The passing down of skills, techniques and passions has been a cornerstone of the agriculture industry for centuries. For many farmers, the traditions of taking care of livestock and crops were taught by parents, grandparents and other relatives. However, it is becoming more and more common that many people who are currently involved in agriculture did not grow up on a farm or around farming operations. Although they may not have been raised in the industry, these folks typically had someone who inspired their passion for agriculture in one way or another. Sometimes, it is farmers who give back to their communities through supporting youth in agriculture. In other situations, it is because of additional industry stakeholders, like Dr. Shannon Wiley, who inspire young people to pursue agriculture as a career.   

Dr. Wiley is an Extension Specialist at North Carolina A&T State University, and like many people in agriculture, her career has been guided by her drive to serve her community. She grew up on a tobacco farm and spent quite a bit of time showing livestock through the 4-H program.

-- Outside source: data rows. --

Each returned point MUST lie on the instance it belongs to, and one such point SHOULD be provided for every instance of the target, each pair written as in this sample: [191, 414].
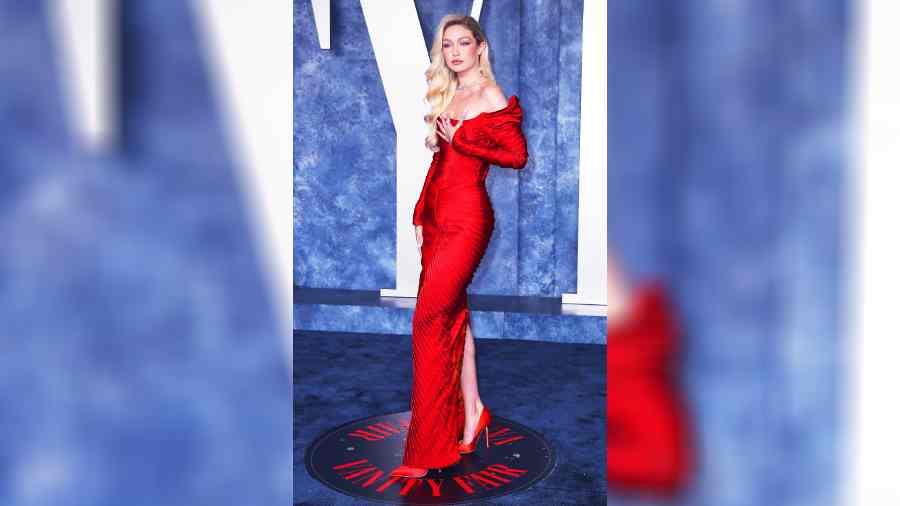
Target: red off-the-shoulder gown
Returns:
[457, 220]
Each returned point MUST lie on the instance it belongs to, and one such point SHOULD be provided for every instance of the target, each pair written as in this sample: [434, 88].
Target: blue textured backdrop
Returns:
[140, 360]
[344, 150]
[727, 131]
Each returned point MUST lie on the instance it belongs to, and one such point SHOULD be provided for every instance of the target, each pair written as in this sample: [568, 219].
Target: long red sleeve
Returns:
[499, 141]
[420, 204]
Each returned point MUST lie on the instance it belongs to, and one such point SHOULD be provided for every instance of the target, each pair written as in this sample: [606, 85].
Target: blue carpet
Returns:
[557, 389]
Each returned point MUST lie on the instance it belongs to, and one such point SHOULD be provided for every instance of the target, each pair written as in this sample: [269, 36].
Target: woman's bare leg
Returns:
[469, 380]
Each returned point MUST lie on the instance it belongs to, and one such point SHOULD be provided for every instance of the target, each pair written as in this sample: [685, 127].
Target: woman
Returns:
[473, 126]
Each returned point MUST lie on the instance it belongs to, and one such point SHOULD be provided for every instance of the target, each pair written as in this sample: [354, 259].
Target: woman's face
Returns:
[460, 48]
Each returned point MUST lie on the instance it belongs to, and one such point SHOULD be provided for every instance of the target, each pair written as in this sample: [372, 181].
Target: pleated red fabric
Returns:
[457, 221]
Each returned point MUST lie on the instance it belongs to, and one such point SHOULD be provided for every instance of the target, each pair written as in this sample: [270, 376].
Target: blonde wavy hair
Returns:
[442, 81]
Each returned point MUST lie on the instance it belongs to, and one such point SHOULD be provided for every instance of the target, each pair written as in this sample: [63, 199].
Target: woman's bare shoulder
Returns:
[492, 97]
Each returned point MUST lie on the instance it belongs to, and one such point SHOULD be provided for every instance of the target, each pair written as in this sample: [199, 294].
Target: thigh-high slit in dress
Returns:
[457, 221]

While she never got around to showing pigs, her experiences eventually led her back to the organization to help others along their journeys in agriculture.  

Student plant potting projectsThrough her work, Dr. Wiley has focused on encouraging underrepresented and limited resource students to participate in agriculture. Some of the students she works with are from urban areas, and many do not have the resources or space to enter the industry in the way others traditionally have. Due to this disconnect , many students are not aware of the boundless opportunities of the industry, and therefore, cannot see themselves getting involved. This is where Dr. Wiley steps in.  

Farmers are the frontline of this industry, as they are directly involved in producing our food. In the same way that people say it takes a village to raise a child, it also takes a complex system of workers to support food production. Whether it’s engineers working to develop more effective farm equipment, scientists creating feed products, or economists predicting future market trends, agriculture is filled with a diverse array of workers. Because these types of opportunities exist, Dr. Wiley is able to introduce students to the industry through STEM, or Science, Technology, Engineering, and Math concepts. When students are able to draw parallels between concepts they are familiar with and agriculture, they feel more comfortable entering spaces in the industry.  

With a rapidly growing global population, the current job outlook in the pork industry is increasing as well. In order to maintain the vitality of pork production, we need people like Dr. Wiley who is encouraging students to get involved in agriculture.  

In the future, Dr. Wiley hopes to increase programming for agricultural literacy in the K-5 school system, including aspects of animal agriculture. Through her work, she has conveyed that there is space for everyone in this industry; we just have to be intentional in inviting people in. By doing this, we increase opportunities for our youth, and consequently, strengthen the quality of our communities.